Evaluating Different Approaches

The Phase One agreement sought to address trade imbalances through quantitative commitments while pursuing structural market-access reforms. Implementation experience revealed how external shocks, prior policy effects, and market fundamentals interact with negotiated targets. The 58 percent purchase rate provides one data point. Recent trade frameworks with the UK, the EU, Vietnam, Cambodia, and others offer additional insights into how these dynamics operate across different economic scales and institutional structures.

Market size differences create asymmetries that affect all bilateral trade relationships. These asymmetries are particularly pronounced when comparing the U.S. economy to smaller trading partners. Even in relationships with substantial economies like China or the EU, implementation challenges emerge when quantitative targets diverge significantly from underlying market fundamentals.
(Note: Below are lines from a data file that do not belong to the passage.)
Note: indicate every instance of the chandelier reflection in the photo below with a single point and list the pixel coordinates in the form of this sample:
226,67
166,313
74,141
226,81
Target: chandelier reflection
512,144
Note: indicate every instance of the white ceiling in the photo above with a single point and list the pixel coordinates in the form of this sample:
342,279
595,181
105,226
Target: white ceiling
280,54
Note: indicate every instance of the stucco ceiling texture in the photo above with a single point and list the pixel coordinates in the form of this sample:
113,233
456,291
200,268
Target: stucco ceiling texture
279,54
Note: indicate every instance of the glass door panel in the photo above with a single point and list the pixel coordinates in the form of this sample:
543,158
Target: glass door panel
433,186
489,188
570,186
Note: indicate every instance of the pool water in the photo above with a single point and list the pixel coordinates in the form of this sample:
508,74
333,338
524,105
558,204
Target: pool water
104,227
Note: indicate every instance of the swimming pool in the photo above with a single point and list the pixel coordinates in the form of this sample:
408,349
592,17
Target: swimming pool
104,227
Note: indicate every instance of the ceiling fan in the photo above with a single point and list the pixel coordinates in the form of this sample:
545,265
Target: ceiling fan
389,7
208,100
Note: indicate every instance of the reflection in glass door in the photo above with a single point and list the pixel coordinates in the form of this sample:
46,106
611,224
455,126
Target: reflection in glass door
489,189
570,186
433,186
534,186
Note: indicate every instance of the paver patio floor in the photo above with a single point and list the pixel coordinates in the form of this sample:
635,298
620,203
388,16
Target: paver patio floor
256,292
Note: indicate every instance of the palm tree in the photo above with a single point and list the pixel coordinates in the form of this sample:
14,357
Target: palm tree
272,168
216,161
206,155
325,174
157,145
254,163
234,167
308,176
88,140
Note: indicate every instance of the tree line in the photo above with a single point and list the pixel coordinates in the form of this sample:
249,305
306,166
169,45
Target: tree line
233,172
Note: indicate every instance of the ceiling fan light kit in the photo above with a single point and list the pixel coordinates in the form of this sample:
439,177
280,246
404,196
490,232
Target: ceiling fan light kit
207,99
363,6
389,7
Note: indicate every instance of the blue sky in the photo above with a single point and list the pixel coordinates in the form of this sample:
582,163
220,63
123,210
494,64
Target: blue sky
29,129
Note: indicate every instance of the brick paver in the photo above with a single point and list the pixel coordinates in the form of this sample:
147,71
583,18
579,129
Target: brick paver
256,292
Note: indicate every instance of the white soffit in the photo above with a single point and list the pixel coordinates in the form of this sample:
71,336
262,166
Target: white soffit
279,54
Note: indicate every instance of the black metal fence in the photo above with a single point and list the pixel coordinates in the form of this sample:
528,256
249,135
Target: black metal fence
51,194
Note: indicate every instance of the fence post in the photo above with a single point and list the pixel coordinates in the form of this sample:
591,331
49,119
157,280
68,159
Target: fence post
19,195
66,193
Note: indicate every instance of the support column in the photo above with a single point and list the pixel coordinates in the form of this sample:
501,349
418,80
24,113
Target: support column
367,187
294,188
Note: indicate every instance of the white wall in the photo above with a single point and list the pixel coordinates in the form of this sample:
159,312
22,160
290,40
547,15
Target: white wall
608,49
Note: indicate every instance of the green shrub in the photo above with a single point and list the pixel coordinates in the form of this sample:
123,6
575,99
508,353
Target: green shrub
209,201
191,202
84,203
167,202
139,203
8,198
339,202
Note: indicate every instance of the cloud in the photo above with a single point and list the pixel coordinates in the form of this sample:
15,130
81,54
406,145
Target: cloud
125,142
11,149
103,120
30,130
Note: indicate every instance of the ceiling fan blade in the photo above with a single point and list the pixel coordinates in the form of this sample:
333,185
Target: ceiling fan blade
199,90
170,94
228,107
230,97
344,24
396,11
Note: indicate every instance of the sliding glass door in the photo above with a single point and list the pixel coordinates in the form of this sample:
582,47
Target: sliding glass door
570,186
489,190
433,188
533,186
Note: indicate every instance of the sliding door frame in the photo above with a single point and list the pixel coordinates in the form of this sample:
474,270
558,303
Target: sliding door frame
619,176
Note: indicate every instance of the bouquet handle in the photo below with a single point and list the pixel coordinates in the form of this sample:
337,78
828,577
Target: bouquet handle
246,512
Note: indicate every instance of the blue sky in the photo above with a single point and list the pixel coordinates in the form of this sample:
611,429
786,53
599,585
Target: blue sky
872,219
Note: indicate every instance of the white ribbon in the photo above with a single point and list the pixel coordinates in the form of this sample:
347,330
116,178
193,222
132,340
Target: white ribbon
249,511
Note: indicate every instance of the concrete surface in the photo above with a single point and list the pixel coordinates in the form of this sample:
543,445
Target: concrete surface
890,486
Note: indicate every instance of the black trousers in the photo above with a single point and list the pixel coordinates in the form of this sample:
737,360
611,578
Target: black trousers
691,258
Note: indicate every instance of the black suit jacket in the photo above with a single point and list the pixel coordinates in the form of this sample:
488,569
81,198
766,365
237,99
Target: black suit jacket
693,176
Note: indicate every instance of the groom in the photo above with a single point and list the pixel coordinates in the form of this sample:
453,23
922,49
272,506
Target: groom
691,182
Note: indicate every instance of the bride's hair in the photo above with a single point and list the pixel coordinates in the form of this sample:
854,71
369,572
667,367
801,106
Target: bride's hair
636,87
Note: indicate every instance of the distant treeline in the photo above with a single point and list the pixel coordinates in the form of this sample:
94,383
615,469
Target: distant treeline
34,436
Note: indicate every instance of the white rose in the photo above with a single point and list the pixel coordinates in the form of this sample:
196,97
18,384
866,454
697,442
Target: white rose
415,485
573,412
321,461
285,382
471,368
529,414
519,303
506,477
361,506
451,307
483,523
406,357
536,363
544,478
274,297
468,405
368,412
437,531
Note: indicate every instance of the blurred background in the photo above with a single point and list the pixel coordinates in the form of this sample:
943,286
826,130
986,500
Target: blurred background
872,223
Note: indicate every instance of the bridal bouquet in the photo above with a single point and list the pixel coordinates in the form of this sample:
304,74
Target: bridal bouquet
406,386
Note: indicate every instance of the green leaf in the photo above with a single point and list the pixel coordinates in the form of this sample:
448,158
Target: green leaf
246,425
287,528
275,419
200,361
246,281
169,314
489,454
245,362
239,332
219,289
As North American partners prepare for the USMCA review, they face choices about which policy tools to emphasize. Quantitative commitments offer headline clarity but face implementation challenges that correlate with market-size differences. Rules-based approaches may generate less immediate visibility but provide frameworks that can function across changing conditions. The business community’s input during the consultation process can help inform negotiators’ evaluation of these trade-offs.

Understanding these dynamics matters because North American supply chains depend on predictable operating conditions. Whether through purchase commitments, regulatory reforms, or alternative approaches, the 2026 review will shape investment decisions for years ahead. The Phase One experience and patterns visible in ongoing trade discussions offer relevant data for evaluation as all three countries consider their paths forward.

Dr. Daniel Covarrubias is Director of the Texas Center for Border Economic and Enterprise Development at the A.R. Sanchez, Jr. School of Business at Texas A&M International University, where his research focuses on cross-border trade policy, Logistechs innovation, AI, and exponential technologies, and North American economic integration.